Location
- M.H. del Pilar Ave., Bagong Bayan (Sta. Isabel), City of Malolos, Bulacan Malolos, Bulacan Philippines
- Coordinates: 14°50′29″N 120°50′20″E﻿ / ﻿14.84131°N 120.83878°E

Information
- Type: Public
- Motto: Diwa, Dangal, Dunong
- Established: 1905
- Grades: 7 to 12
- Color: Green
- Nickname: Celo, MHPNHS, Home of the Champions

= Marcelo H. del Pilar National High School =

Public high school in Bulacan, Philippines

Marcelo H. del Pilar National High School (formerly Bulacan High School) is a public secondary educational institution in the Philippines established in 1903. It offers instruction from Grades 7 to 10 (Junior High School) and Grades 11 to 12 (Senior High School).

The Junior High School implements Basic Education Program alongside five special programs endorsed by the Department of Education which are the Special Program in Science, Technology, and Engineering (SPSTE), Special Program in Journalism (SPJ), Special Program in Foreign Language (SPFL), Special Program in the Arts (SPA), and the Special Program in Sports (SPS).

The Senior High School was added in school year 2016-2017 and offers Academic, Technical, Vocational and Livelihood (TVL), Arts and Design, and Sports tracks.
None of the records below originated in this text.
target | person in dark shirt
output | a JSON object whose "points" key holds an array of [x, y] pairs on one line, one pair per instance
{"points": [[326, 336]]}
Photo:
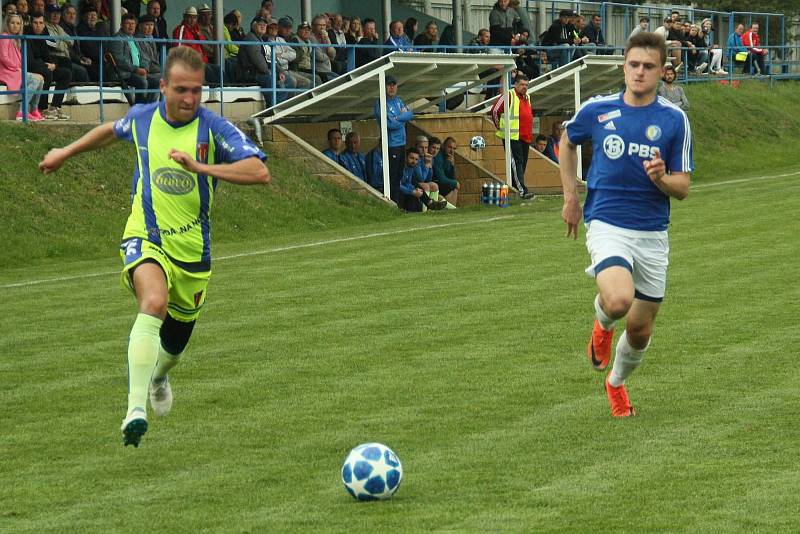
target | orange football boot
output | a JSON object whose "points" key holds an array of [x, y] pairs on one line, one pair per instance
{"points": [[619, 401], [599, 349]]}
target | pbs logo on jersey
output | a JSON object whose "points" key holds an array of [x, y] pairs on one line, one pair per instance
{"points": [[614, 148]]}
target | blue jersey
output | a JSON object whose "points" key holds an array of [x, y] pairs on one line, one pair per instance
{"points": [[623, 138]]}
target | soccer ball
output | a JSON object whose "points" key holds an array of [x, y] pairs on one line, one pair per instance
{"points": [[372, 471], [477, 143]]}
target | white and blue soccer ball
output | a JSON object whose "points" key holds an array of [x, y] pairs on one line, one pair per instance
{"points": [[477, 143], [372, 471]]}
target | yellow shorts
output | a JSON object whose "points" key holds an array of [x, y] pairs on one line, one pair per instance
{"points": [[187, 290]]}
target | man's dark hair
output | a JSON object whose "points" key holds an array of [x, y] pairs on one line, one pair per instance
{"points": [[648, 40]]}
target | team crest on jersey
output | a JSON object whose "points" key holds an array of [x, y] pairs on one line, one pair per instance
{"points": [[653, 132], [202, 152]]}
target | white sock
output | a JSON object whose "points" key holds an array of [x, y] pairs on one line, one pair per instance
{"points": [[626, 360], [605, 321]]}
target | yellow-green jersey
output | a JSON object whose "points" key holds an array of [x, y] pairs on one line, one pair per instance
{"points": [[170, 207]]}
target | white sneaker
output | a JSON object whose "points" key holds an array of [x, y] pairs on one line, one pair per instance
{"points": [[133, 427], [161, 397]]}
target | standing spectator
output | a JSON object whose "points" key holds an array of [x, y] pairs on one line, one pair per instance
{"points": [[444, 170], [41, 62], [755, 54], [334, 144], [397, 38], [502, 22], [147, 47], [132, 63], [520, 128], [352, 158], [11, 69], [644, 24], [370, 49], [429, 38], [397, 115], [672, 92]]}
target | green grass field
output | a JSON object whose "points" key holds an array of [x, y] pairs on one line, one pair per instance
{"points": [[460, 348]]}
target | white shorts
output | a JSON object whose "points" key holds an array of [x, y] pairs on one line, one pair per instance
{"points": [[644, 254]]}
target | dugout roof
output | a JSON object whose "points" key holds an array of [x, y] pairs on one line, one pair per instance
{"points": [[419, 76]]}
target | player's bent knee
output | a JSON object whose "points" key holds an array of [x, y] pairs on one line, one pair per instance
{"points": [[175, 335]]}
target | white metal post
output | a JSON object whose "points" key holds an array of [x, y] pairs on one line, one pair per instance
{"points": [[577, 105], [384, 133]]}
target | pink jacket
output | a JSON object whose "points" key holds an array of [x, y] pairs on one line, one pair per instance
{"points": [[10, 64]]}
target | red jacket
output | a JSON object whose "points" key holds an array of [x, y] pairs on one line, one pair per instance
{"points": [[183, 31]]}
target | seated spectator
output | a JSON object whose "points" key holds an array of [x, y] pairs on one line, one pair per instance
{"points": [[425, 41], [412, 196], [133, 63], [714, 51], [352, 158], [60, 49], [644, 24], [756, 54], [672, 92], [147, 47], [255, 65], [397, 39], [374, 162], [68, 23], [551, 151], [736, 50], [90, 27], [365, 53], [444, 170], [502, 21], [11, 69], [334, 144], [41, 62]]}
Under these tracks are the various strands, namely: Humanities and Social Sciences (HUMSS), Science, Technology, Engineering and Mathematics (STEM), Accountancy, Business and Management (ABM), Arts and Design (AAD), Sports, and different TVL specializations. Both JHS and SHS offer Open High School Program to expand access to basic education.

== School History ==

=== Early Years in Baliuag, 1903-1905 ===
Bulacan (Provincial) High School was first established in the town of Baliuag in 1903 in a rented house during the time when no suitable site for a school can be used in Malolos. It was called a “high school” to attract pupils who had previously attended some instruction from the Spanish colegio who would not want to enroll in elementary schools anymore. Despite being a high school, instructions provided were second and third grade levels only which by the following school years were upgraded to grades 4, 5 and 6 until it finally offered a high school level course by 1906.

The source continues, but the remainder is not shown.